The wintry precipitation was moving out of the Panhandle by late Tuesday afternoon, leaving behind snow accumulations of up to 3 inches, said Chris Nuttall of the National Weather Service in Amarillo. Nuttall said Amarillo was expecting an overnight low of 14, but the warmup Wednesday could be all the way into the 50s.
Police in Wichita Falls blamed the 22 accidents that injured three people on the falling temperatures and dangerous road conditions. Sgt. Danny Wiggins said the injured were taken to a hospital.
"We've been getting steady rain that's freezing," Wiggins said.
D-FW Airport's Capps said in an e-mail that deicing machines had been in use since 6 a.m. Tuesday. By mid-afternoon, all runways and airport roads were still open and there were no reports of delays, Capps said.

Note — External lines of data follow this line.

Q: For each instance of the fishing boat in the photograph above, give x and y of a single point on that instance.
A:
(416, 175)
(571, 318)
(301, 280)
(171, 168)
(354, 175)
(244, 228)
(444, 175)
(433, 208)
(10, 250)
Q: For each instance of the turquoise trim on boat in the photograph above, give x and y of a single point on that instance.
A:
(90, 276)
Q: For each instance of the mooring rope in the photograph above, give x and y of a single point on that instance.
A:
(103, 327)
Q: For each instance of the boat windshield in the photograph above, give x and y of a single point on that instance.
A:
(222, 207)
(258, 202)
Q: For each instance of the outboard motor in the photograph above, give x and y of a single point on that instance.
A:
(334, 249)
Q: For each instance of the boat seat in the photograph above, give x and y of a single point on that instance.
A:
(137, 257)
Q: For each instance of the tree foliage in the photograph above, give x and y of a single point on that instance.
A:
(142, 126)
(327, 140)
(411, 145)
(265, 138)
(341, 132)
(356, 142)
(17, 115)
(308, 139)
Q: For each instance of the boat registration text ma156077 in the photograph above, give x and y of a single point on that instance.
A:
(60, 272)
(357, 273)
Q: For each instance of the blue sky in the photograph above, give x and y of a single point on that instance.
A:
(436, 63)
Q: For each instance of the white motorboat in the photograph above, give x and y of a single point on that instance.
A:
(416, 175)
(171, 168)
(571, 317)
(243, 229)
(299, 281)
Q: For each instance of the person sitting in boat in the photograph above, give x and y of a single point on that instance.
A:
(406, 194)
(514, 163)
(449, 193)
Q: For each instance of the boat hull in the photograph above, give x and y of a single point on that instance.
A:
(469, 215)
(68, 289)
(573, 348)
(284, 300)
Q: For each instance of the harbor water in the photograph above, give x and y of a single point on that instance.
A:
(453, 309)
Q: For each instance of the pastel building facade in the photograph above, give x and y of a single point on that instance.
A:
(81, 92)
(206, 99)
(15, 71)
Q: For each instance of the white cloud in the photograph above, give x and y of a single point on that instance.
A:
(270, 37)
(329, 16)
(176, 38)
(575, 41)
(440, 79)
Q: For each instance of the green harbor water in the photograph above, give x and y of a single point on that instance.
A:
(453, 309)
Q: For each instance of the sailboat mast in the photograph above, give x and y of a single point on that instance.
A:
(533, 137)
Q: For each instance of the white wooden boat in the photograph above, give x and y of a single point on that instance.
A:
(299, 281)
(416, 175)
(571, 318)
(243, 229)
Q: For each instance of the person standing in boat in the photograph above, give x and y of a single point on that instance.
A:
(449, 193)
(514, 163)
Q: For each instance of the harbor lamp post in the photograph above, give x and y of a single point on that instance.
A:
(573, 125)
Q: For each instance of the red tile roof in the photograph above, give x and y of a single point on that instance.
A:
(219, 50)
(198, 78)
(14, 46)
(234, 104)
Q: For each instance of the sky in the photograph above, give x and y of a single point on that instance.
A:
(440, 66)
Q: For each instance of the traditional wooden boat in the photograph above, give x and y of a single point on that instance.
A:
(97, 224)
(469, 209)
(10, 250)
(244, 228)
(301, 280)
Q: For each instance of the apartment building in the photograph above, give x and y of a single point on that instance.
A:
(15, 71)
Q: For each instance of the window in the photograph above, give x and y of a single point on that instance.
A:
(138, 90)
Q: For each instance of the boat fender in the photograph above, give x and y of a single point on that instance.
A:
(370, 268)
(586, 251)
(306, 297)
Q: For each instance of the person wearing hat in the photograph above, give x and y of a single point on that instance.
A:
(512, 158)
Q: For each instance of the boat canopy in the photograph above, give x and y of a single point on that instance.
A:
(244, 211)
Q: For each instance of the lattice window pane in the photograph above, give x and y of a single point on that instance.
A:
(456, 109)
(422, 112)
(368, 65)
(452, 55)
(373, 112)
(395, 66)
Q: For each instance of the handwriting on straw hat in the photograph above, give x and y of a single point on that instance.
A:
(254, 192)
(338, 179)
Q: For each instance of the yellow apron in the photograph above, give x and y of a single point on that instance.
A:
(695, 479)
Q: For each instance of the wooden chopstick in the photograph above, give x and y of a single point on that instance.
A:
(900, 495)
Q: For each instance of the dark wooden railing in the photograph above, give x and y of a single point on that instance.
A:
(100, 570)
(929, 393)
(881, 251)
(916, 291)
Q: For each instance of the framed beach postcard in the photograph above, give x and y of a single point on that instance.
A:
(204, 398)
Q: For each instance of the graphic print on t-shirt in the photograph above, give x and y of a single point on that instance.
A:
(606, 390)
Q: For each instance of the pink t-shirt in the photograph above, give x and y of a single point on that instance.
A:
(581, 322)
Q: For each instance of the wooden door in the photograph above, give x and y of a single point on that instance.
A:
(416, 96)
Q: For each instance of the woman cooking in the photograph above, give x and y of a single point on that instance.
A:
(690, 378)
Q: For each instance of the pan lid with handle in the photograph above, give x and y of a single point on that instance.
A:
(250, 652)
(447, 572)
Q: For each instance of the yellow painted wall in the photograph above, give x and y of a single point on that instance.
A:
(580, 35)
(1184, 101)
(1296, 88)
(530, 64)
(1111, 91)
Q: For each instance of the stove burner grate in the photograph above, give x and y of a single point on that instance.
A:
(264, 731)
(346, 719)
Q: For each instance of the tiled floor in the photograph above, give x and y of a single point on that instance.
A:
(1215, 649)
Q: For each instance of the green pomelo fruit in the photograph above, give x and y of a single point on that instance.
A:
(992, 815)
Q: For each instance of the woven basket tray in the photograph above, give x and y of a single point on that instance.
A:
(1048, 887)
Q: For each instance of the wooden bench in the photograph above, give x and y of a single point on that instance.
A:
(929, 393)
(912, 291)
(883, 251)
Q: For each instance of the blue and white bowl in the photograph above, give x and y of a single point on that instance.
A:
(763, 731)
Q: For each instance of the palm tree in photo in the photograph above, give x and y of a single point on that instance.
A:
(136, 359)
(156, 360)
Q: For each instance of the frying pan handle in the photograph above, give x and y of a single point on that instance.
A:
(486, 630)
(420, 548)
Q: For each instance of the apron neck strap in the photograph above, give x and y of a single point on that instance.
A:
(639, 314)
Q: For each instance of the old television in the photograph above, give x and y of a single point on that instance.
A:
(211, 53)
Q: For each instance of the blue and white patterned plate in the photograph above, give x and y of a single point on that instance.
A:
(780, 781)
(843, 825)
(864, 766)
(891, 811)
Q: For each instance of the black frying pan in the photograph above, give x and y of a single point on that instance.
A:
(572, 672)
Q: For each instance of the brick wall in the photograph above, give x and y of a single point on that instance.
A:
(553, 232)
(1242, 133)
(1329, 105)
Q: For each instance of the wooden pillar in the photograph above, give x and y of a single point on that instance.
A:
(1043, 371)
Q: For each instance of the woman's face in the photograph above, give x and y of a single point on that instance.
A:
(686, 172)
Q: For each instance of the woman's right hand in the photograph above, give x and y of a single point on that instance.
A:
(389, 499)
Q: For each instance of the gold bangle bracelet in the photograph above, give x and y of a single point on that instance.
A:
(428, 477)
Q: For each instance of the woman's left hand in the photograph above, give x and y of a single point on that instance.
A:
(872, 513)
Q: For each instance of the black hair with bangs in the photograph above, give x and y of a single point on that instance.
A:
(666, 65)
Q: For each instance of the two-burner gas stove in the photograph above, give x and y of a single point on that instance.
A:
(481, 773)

He added that the airport was monitoring conditions from Oklahoma to Maine, where wintry weather could delay or cancel inbound flights.
Capps said the airport was considering keeping concessions and other services running all night.
"This is one of these days when we all work together to try to make things as comfortable and convenient as possible, knowing it's never fun to be stuck at an airport," Capps said.
A FedEx cargo plane crashed while trying to land in a freezing mist in Lubbock on Tuesday morning, but officials weren't immediately blaming the weather. The ATR-42 twin-turboprop aircraft was arriving from Fort Worth Alliance Airport when it came up about 300 feet short of a runway at Lubbock Preston Smith International Airport, officials said. The pilots were treated and released from a hospital.
Associated Press writer Regina L. Burns contributed to this report.